Oakes, Hanson, Havick and Sturza all agreed that professional development was critical to the success of officials. They added that it is important that officials call the game the same even in different parts of the state or nation.
"If a kid is playing in Madras or if they are playing in Coquille, the officials are going to have the same knowledge and they are going to be called the same way," Sturza said. "That's essential for the kids. They need the consistency."
One area of concern nationwide is the recruiting and retention of officials.
"Officiating is an avocation where we are kind of our own support group," Hanson said. "So if officials can take back what they learned today, and they are excited about what they learned and they share it with their other officials, that's an encouragement to all officials because it's a tough business. What we do is difficult, so if I'm mentoring younger officials if it gives them a step up when they go out to their next match or if it gives them a skill that they can use, or even a statement that they can use when they are dealing with a coach issue, anything that can mentor our younger officials is only a benefit to our state as a while."
Sturza also noted that recruiting officials is important. She believes that one of the reasons that it is difficult to get new officials is the perception that officials get yelled at a lot.
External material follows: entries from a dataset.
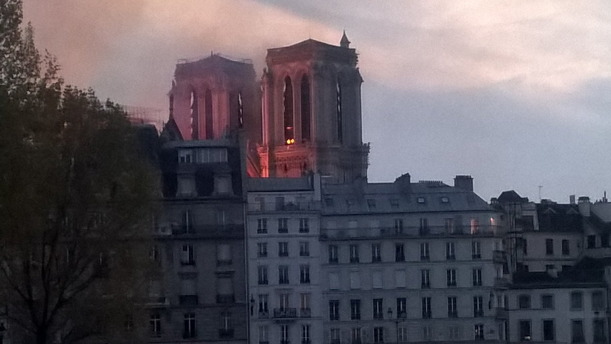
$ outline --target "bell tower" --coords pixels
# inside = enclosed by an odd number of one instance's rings
[[[261,84],[263,177],[309,172],[338,182],[366,177],[358,56],[344,32],[340,45],[313,39],[268,50]]]

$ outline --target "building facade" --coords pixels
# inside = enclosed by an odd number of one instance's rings
[[[249,179],[249,343],[323,342],[320,177]]]

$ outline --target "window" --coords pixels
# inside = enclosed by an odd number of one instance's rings
[[[299,256],[310,256],[310,243],[307,241],[299,242]]]
[[[195,313],[186,313],[185,314],[185,326],[183,329],[183,338],[195,338],[197,334],[195,328]]]
[[[582,320],[572,320],[571,321],[571,336],[573,343],[585,343],[584,337],[584,321]]]
[[[474,286],[481,286],[481,269],[473,269],[473,285]]]
[[[565,239],[562,241],[562,255],[568,256],[571,255],[571,245],[568,239]]]
[[[445,243],[445,259],[454,260],[456,258],[453,242]]]
[[[337,245],[329,245],[329,263],[331,264],[337,263]]]
[[[543,320],[543,340],[555,340],[556,329],[554,320]]]
[[[301,78],[301,141],[310,141],[310,79],[307,75]]]
[[[395,244],[395,261],[405,261],[405,251],[403,244]]]
[[[367,200],[367,208],[369,210],[376,210],[376,200],[373,198]]]
[[[288,284],[288,266],[278,266],[278,284]]]
[[[288,219],[282,217],[278,219],[278,233],[288,233]]]
[[[471,242],[471,258],[480,259],[481,258],[481,244],[479,241]]]
[[[596,247],[596,236],[595,235],[588,235],[588,249],[595,249]]]
[[[401,219],[395,219],[395,233],[397,234],[403,233],[403,220]]]
[[[518,297],[518,308],[529,309],[530,308],[530,296],[522,294]]]
[[[259,316],[268,316],[269,314],[269,308],[268,302],[269,297],[267,294],[259,294]]]
[[[584,308],[584,294],[580,291],[571,293],[571,309],[580,310]]]
[[[420,260],[429,260],[428,242],[420,242]]]
[[[301,344],[310,344],[310,325],[301,325]]]
[[[605,320],[604,319],[594,320],[594,342],[606,343],[607,335],[605,332]]]
[[[307,233],[310,232],[310,223],[307,217],[299,219],[299,233]]]
[[[269,327],[267,325],[259,326],[259,343],[269,342]]]
[[[397,198],[390,198],[389,200],[389,202],[390,203],[390,209],[399,209],[399,200]]]
[[[299,266],[299,283],[307,284],[310,283],[310,266],[303,264]]]
[[[373,327],[373,342],[384,343],[384,327],[380,326]]]
[[[477,234],[480,231],[480,220],[477,219],[472,219],[470,225],[471,234]]]
[[[545,254],[548,256],[554,255],[554,239],[545,239]]]
[[[267,242],[257,243],[257,256],[259,258],[267,256]]]
[[[278,256],[288,256],[288,242],[286,241],[280,241],[278,243]]]
[[[360,344],[360,327],[353,327],[350,329],[351,344]]]
[[[473,297],[473,316],[475,318],[484,316],[484,298],[482,296]]]
[[[360,300],[350,300],[350,319],[360,320]]]
[[[371,244],[371,263],[382,261],[382,257],[380,256],[381,250],[379,244]]]
[[[288,344],[288,325],[280,326],[280,342]]]
[[[340,329],[331,328],[329,330],[329,336],[331,339],[331,344],[340,344],[342,342],[342,332]]]
[[[456,310],[456,296],[448,297],[448,318],[456,318],[458,316]]]
[[[151,334],[156,337],[161,335],[161,316],[152,314],[150,317]]]
[[[431,288],[431,271],[428,269],[420,270],[420,280],[422,289]]]
[[[183,254],[180,256],[180,263],[183,265],[195,265],[193,245],[191,244],[183,245]]]
[[[265,265],[260,265],[257,269],[257,273],[258,276],[258,284],[260,285],[268,284],[267,266]]]
[[[431,318],[431,297],[422,297],[422,318],[428,319]]]
[[[384,319],[382,299],[373,299],[373,318]]]
[[[331,300],[329,301],[329,320],[340,320],[340,301]]]
[[[448,234],[453,233],[455,231],[454,219],[452,218],[444,219],[444,226],[445,228],[445,233]]]
[[[547,294],[541,296],[541,308],[554,309],[554,295]]]
[[[359,263],[359,245],[350,245],[350,263]]]
[[[337,142],[342,143],[343,141],[343,124],[342,118],[342,86],[340,84],[340,80],[338,78],[335,83],[335,105],[337,105],[336,119],[337,119]]]
[[[475,340],[484,340],[484,324],[475,324],[473,326]]]
[[[446,282],[448,286],[456,286],[456,271],[455,269],[448,269],[445,271]]]
[[[605,299],[602,291],[592,293],[592,310],[604,310],[605,309]]]
[[[267,219],[258,219],[257,220],[257,234],[265,234],[267,233]]]
[[[408,299],[405,297],[397,298],[397,317],[405,318],[408,312]]]
[[[520,340],[530,340],[530,320],[520,320]]]

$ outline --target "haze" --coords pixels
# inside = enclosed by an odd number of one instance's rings
[[[611,191],[611,2],[26,0],[68,83],[167,116],[177,60],[253,59],[308,38],[360,54],[369,179],[516,190],[566,203]]]

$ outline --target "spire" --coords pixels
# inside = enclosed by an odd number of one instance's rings
[[[340,41],[340,47],[342,48],[350,47],[350,41],[348,40],[348,37],[346,36],[346,30],[344,30],[344,33],[342,35],[342,40]]]

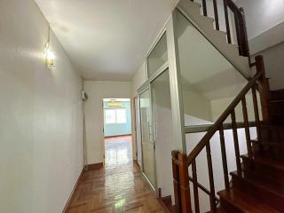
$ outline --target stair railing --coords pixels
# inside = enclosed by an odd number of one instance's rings
[[[193,0],[191,0],[193,2]],[[207,1],[202,0],[202,11],[203,15],[208,16],[207,12]],[[248,57],[249,56],[249,48],[248,42],[248,34],[246,28],[246,20],[244,10],[241,7],[239,8],[232,0],[223,0],[224,4],[224,14],[225,14],[225,30],[227,35],[227,43],[232,43],[232,33],[229,19],[229,11],[231,11],[234,17],[234,24],[236,30],[237,44],[239,46],[240,55]],[[213,0],[213,10],[214,10],[214,20],[215,27],[217,30],[220,30],[219,26],[219,14],[217,0]],[[232,26],[233,27],[233,26]]]
[[[220,146],[222,154],[222,162],[223,162],[223,171],[224,171],[224,180],[225,190],[230,191],[230,182],[229,182],[229,173],[227,166],[227,156],[225,150],[225,136],[224,136],[224,124],[225,121],[231,116],[232,120],[232,130],[234,143],[234,153],[235,161],[237,165],[237,172],[241,174],[241,164],[240,157],[240,147],[239,147],[239,138],[237,131],[237,122],[235,108],[241,103],[242,105],[242,115],[244,121],[244,129],[246,135],[248,155],[252,158],[252,145],[249,132],[249,122],[247,109],[247,100],[246,95],[249,91],[252,91],[254,114],[255,114],[255,123],[257,133],[257,140],[261,145],[262,136],[260,132],[260,117],[258,112],[257,96],[256,96],[256,87],[258,88],[260,95],[260,102],[263,114],[263,122],[269,121],[268,113],[268,101],[269,101],[269,84],[265,78],[264,73],[264,64],[263,56],[256,57],[256,63],[254,65],[256,67],[256,74],[252,77],[246,86],[241,90],[241,91],[237,95],[237,97],[232,101],[229,106],[225,110],[225,112],[220,115],[217,121],[209,128],[205,136],[198,143],[198,145],[193,149],[193,151],[187,155],[182,154],[178,151],[172,152],[172,170],[173,170],[173,184],[175,192],[175,201],[177,212],[178,213],[192,213],[192,203],[191,203],[191,193],[189,187],[189,181],[192,179],[193,185],[193,199],[194,199],[194,209],[195,213],[200,213],[199,206],[199,193],[198,188],[201,188],[198,183],[197,177],[197,168],[196,168],[196,158],[199,156],[201,152],[205,148],[207,153],[207,164],[209,170],[209,179],[210,189],[207,190],[209,192],[209,201],[210,201],[210,209],[211,212],[217,211],[217,198],[215,193],[214,185],[214,175],[213,175],[213,166],[211,158],[211,149],[210,149],[210,139],[211,138],[219,131],[220,137]],[[192,166],[193,178],[189,177],[188,168]]]

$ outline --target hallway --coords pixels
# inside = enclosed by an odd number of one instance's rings
[[[133,163],[131,137],[106,138],[106,168],[83,171],[67,212],[166,212]]]

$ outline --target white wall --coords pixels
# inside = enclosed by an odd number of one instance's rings
[[[84,104],[88,164],[104,162],[103,99],[130,99],[130,82],[84,81],[89,99]]]
[[[137,97],[138,89],[147,80],[146,76],[146,61],[144,61],[138,70],[135,73],[132,78],[132,98]]]
[[[32,0],[0,1],[0,206],[59,213],[83,170],[81,76]]]

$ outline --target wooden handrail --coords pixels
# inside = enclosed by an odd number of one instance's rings
[[[232,130],[233,129],[232,123],[225,122],[223,125],[224,125],[224,130]],[[256,124],[255,122],[248,122],[248,127],[256,127]],[[191,133],[206,132],[206,131],[209,131],[212,126],[213,126],[213,124],[185,126],[185,133],[191,134]],[[237,129],[242,129],[245,127],[246,127],[245,122],[237,122]]]
[[[247,85],[241,90],[241,91],[238,94],[238,96],[233,100],[233,102],[229,105],[229,106],[220,115],[220,117],[217,120],[217,122],[213,124],[213,126],[202,138],[201,142],[198,143],[198,145],[193,148],[193,150],[187,156],[187,161],[189,164],[202,151],[202,149],[209,142],[213,135],[219,130],[220,125],[222,125],[225,120],[231,114],[232,110],[233,110],[238,106],[238,104],[241,101],[243,97],[256,83],[257,80],[259,80],[263,76],[263,75],[264,75],[264,72],[260,72],[260,73],[257,73],[253,78],[251,78],[250,81],[247,83]]]
[[[188,178],[189,178],[189,180],[190,180],[191,182],[193,182],[193,177],[188,176]],[[207,189],[204,185],[202,185],[201,183],[197,182],[197,185],[198,185],[198,187],[199,187],[203,193],[205,193],[207,195],[210,195],[210,191],[208,190],[208,189]],[[216,200],[217,202],[220,201],[220,199],[217,198],[217,196],[215,196],[215,200]]]
[[[217,131],[219,131],[220,136],[220,148],[222,154],[222,163],[223,163],[223,171],[224,171],[224,181],[225,187],[226,191],[230,191],[230,182],[229,182],[229,170],[227,163],[226,156],[226,148],[225,148],[225,138],[224,134],[225,127],[230,127],[233,130],[233,147],[235,154],[235,162],[237,165],[238,174],[241,173],[241,152],[240,145],[238,138],[238,124],[236,122],[236,107],[239,104],[241,104],[242,108],[242,117],[243,124],[245,128],[246,135],[246,143],[248,148],[248,154],[249,158],[252,158],[252,145],[249,132],[249,122],[248,114],[247,109],[247,100],[246,95],[248,91],[252,91],[252,100],[253,100],[253,108],[255,113],[255,125],[256,127],[257,139],[262,142],[261,131],[260,131],[260,119],[258,113],[258,104],[257,104],[257,96],[256,91],[256,85],[259,88],[260,94],[260,102],[263,114],[263,123],[269,122],[269,83],[265,78],[265,70],[264,59],[262,56],[256,57],[256,74],[254,77],[249,79],[248,83],[245,87],[241,91],[241,92],[236,96],[236,98],[232,101],[229,106],[225,110],[225,112],[219,116],[217,122],[208,130],[208,132],[198,143],[198,145],[193,148],[193,150],[186,155],[185,154],[181,154],[178,151],[174,151],[172,153],[172,167],[173,167],[173,177],[174,177],[174,185],[175,185],[175,198],[177,206],[177,212],[178,213],[192,213],[192,202],[191,202],[191,194],[189,188],[189,181],[193,182],[193,195],[194,195],[194,209],[195,212],[200,213],[199,206],[199,193],[198,189],[201,188],[207,194],[209,195],[210,201],[210,210],[211,212],[217,211],[217,197],[215,193],[215,183],[214,183],[214,168],[211,156],[211,148],[210,148],[210,139]],[[232,124],[224,123],[224,122],[231,117]],[[207,158],[207,166],[209,172],[209,180],[210,189],[206,189],[198,182],[198,172],[196,167],[196,159],[197,156],[201,153],[201,151],[206,147],[206,158]],[[262,147],[260,146],[260,149]],[[192,166],[193,178],[188,175],[188,168]]]
[[[191,0],[194,2],[193,0]],[[202,8],[203,8],[203,15],[208,16],[207,12],[207,0],[202,0]],[[223,0],[224,4],[224,14],[225,14],[225,30],[227,35],[227,43],[232,43],[232,34],[229,21],[229,12],[230,10],[234,16],[234,24],[235,24],[235,32],[237,36],[237,42],[239,46],[239,53],[241,56],[249,57],[249,47],[248,41],[248,34],[246,28],[246,20],[244,17],[244,11],[242,8],[239,8],[235,3],[232,0]],[[214,20],[215,20],[215,28],[216,30],[219,30],[219,12],[217,7],[217,1],[213,0],[213,13],[214,13]],[[250,64],[250,59],[248,58],[248,61]]]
"We don't have a lot of fans screaming at us like basketball," she said. "That's why people don't want to officiate because they think they get screamed and yelled at, but that's really not the case. Coaches get upset, but if you know the rules and are confident, they are not going to get on you."
She added that the Central Oregon Volleyball Officials Association was going to meet for the first time this year on Monday, Aug. 7.
"If someone wants to officiate, they can get a hold of our commissioner or one of the other officials in the association," she said. "We don't ask our players to come into the gym on the first day and play. They practice, and for us clinics like this are practice, and that's important. We don't just go out and never blow a whistle and expect to call our best match. We have to be trained, and we have to be focused and ready ourselves for the players."